Usually team B acts that way because of lack of time or simply because they don't have the knowledge how to access a web-service and sometimes it is just politics. If team B tries to argue that team A actually has everything they need to access the service, they often lose the debate. In case of escalation, project managers, team leaders or product owners who don't have any clue about the technology usually decide that team A in their role as service provider have to deliver a working service that includes a service client.
Because of their bad political standing team A usually decides to deliver an easy-to-use client. They generate stub classes from the WSLD file, package them with some kind of web-service framework like CXF and configure the client with the endpoints for different stages.
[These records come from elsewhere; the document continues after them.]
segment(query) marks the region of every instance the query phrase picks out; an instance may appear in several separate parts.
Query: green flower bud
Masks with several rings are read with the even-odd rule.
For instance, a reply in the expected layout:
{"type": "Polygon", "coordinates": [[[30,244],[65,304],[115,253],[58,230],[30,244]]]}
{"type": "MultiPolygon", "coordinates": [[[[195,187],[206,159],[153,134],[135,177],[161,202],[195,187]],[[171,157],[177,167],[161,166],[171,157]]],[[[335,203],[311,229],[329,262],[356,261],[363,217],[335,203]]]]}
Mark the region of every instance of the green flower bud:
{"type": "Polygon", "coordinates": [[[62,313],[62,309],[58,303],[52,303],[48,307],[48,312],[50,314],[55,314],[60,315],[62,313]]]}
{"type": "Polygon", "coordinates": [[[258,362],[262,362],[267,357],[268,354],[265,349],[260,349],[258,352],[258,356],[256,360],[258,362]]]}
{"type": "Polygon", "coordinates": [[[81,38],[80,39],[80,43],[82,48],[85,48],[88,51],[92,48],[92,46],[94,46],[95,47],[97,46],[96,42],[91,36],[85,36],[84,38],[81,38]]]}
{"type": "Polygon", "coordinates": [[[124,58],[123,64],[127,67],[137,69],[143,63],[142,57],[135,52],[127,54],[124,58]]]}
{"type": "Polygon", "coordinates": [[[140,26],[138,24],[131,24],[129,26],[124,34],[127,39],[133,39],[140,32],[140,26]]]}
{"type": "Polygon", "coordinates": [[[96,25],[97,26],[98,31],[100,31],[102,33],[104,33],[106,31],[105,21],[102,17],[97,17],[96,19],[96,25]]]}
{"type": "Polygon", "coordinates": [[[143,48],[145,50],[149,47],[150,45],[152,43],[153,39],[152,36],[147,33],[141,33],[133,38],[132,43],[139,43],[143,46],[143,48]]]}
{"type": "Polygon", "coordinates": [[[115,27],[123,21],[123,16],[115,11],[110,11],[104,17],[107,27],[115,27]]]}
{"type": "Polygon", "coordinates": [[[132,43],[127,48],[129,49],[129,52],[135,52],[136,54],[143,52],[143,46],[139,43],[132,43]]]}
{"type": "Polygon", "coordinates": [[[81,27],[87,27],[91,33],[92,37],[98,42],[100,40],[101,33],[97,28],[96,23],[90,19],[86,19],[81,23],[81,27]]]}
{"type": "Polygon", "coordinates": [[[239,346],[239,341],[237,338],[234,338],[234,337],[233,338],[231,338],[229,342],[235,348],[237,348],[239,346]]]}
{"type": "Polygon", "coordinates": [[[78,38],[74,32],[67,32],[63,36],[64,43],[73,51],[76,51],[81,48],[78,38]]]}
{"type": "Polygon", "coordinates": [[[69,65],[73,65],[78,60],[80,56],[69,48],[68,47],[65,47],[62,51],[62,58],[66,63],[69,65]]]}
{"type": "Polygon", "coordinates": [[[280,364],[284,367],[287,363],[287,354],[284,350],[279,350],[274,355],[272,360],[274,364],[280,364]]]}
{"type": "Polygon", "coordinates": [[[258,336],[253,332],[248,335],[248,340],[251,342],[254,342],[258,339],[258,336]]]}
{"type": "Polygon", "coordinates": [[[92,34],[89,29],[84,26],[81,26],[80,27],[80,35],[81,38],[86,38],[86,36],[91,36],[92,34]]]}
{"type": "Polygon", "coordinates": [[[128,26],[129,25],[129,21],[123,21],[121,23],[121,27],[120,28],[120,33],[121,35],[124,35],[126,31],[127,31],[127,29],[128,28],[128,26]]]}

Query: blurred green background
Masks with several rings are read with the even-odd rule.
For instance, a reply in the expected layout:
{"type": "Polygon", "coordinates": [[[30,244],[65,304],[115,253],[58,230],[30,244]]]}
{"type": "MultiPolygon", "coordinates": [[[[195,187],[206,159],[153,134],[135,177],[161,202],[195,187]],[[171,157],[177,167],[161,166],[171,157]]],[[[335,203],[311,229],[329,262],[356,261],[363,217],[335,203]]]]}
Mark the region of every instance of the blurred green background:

Team B can now easily access the service and in short time that behavior seems to have many benefits for team B:
- no time investment for implementing the client
- no need of web-service know-how
- easy or no configuration of the client
- client code is in responsibility of service provider
The problem is that every service provider is using their own technology and their own service framework. Even if you agree on one framework for web-services, sooner or later the framework will be upgraded to an newer version or replaced by another framework. You can not avoid this, either way any innovation will stop. This means that every web-service client introduces a new set of libraries as dependency and if you decide to go this way you someday you will end in the dependency hell. The following diagram visualizes the issue:

Some people may argue that you can avoid that problem by using OSGi. In my opinion that is just partly right. First, you can not migrate every existing application to OSGi. Second, in some scenarios like deployment with Java-WebStart you need to minimize the size of your application to keep the network traffic down and startup time high. If every service brings its own dependencies, your deployment package will soon be very big. That is why I think that by using OSGi you just hide the problem without solving it. But don't get me wrong: I think that OSGi is a very cool technology that can help you to get your architecture and dependencies straight. In my eyes it's just not the answer to every problem.
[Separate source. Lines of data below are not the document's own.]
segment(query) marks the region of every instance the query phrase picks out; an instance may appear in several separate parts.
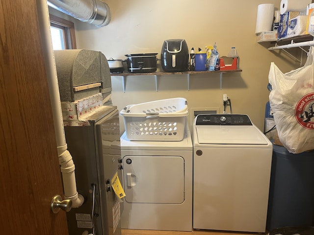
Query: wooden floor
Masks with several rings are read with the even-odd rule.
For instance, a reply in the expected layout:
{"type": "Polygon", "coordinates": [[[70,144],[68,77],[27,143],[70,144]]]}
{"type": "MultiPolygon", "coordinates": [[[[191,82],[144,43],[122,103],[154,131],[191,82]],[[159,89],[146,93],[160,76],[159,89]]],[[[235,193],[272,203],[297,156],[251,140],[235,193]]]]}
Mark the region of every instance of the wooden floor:
{"type": "Polygon", "coordinates": [[[192,232],[162,231],[157,230],[138,230],[134,229],[122,229],[122,235],[257,235],[262,234],[266,235],[268,233],[226,233],[223,232],[212,232],[207,231],[195,230],[192,232]]]}

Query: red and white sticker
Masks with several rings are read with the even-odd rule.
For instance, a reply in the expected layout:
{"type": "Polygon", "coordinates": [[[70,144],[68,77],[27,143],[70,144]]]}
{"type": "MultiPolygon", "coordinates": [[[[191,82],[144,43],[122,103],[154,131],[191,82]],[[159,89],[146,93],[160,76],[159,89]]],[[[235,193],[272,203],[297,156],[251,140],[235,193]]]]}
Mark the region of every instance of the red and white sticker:
{"type": "Polygon", "coordinates": [[[295,106],[294,115],[297,121],[307,129],[314,130],[314,93],[304,95],[295,106]]]}

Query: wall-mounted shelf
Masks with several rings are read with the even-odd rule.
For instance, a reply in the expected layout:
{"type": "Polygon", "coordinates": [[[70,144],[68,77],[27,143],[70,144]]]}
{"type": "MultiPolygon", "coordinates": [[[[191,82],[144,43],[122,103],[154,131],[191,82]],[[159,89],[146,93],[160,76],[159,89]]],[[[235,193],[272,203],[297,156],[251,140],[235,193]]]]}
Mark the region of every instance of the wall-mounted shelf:
{"type": "Polygon", "coordinates": [[[187,90],[190,90],[190,74],[210,74],[210,73],[219,73],[220,75],[220,90],[222,89],[222,74],[227,72],[241,72],[242,70],[222,70],[218,71],[186,71],[186,72],[145,72],[145,73],[111,73],[111,76],[122,76],[123,80],[122,80],[122,85],[123,86],[123,92],[126,92],[125,87],[127,77],[128,76],[150,76],[154,75],[155,78],[155,86],[156,87],[156,92],[158,91],[158,78],[159,76],[163,75],[179,75],[179,74],[187,74],[187,90]]]}
{"type": "Polygon", "coordinates": [[[294,58],[296,60],[299,62],[300,65],[302,65],[303,57],[303,52],[308,53],[308,51],[303,48],[303,47],[310,47],[314,46],[314,40],[313,40],[313,36],[307,34],[305,35],[297,36],[292,38],[283,39],[282,40],[277,41],[275,43],[274,47],[271,47],[267,49],[268,50],[273,50],[277,49],[282,49],[289,55],[294,58]],[[292,55],[285,49],[299,47],[301,50],[301,59],[299,60],[295,56],[292,55]]]}

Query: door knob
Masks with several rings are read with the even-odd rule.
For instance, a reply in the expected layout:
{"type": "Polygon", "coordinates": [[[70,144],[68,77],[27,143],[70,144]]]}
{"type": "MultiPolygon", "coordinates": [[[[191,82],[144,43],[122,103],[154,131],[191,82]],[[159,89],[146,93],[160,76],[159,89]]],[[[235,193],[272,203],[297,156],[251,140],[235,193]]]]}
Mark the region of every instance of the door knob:
{"type": "Polygon", "coordinates": [[[56,214],[60,209],[65,212],[69,212],[72,209],[72,201],[70,199],[62,200],[61,196],[56,195],[51,201],[51,210],[56,214]]]}

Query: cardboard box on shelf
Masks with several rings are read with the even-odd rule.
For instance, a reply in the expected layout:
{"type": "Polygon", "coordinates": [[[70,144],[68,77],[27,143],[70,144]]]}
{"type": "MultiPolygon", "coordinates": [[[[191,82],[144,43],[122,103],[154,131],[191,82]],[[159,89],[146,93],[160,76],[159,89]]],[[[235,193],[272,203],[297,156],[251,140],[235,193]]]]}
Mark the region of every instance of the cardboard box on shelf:
{"type": "Polygon", "coordinates": [[[313,9],[314,9],[314,3],[310,3],[308,5],[307,8],[307,15],[308,16],[307,20],[306,22],[306,34],[309,34],[309,32],[308,31],[308,29],[309,28],[309,23],[310,22],[310,15],[311,13],[312,13],[313,11],[313,9]]]}
{"type": "Polygon", "coordinates": [[[277,31],[262,32],[257,35],[257,41],[258,43],[277,41],[277,31]]]}
{"type": "Polygon", "coordinates": [[[236,70],[236,58],[221,56],[220,57],[220,70],[236,70]]]}
{"type": "Polygon", "coordinates": [[[277,39],[305,35],[308,18],[305,14],[303,12],[290,11],[281,15],[277,39]]]}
I think that dependency management is one of the key aspects to avoid degeneration of your application over time. This dependency management is especially important if your application is part of a distributed system or SOA.
If you are working in a team that uses web-services as service consumer, then don't ask the service provider to deliver a service client. Instead decide for a web-service framework and create client stubs from WSDL files for all of your services. Use your energy and political influence to agree on following points with the service provider:
- versioning strategy for the service
- change management process
- service level agreement
How does your organization handle this issue?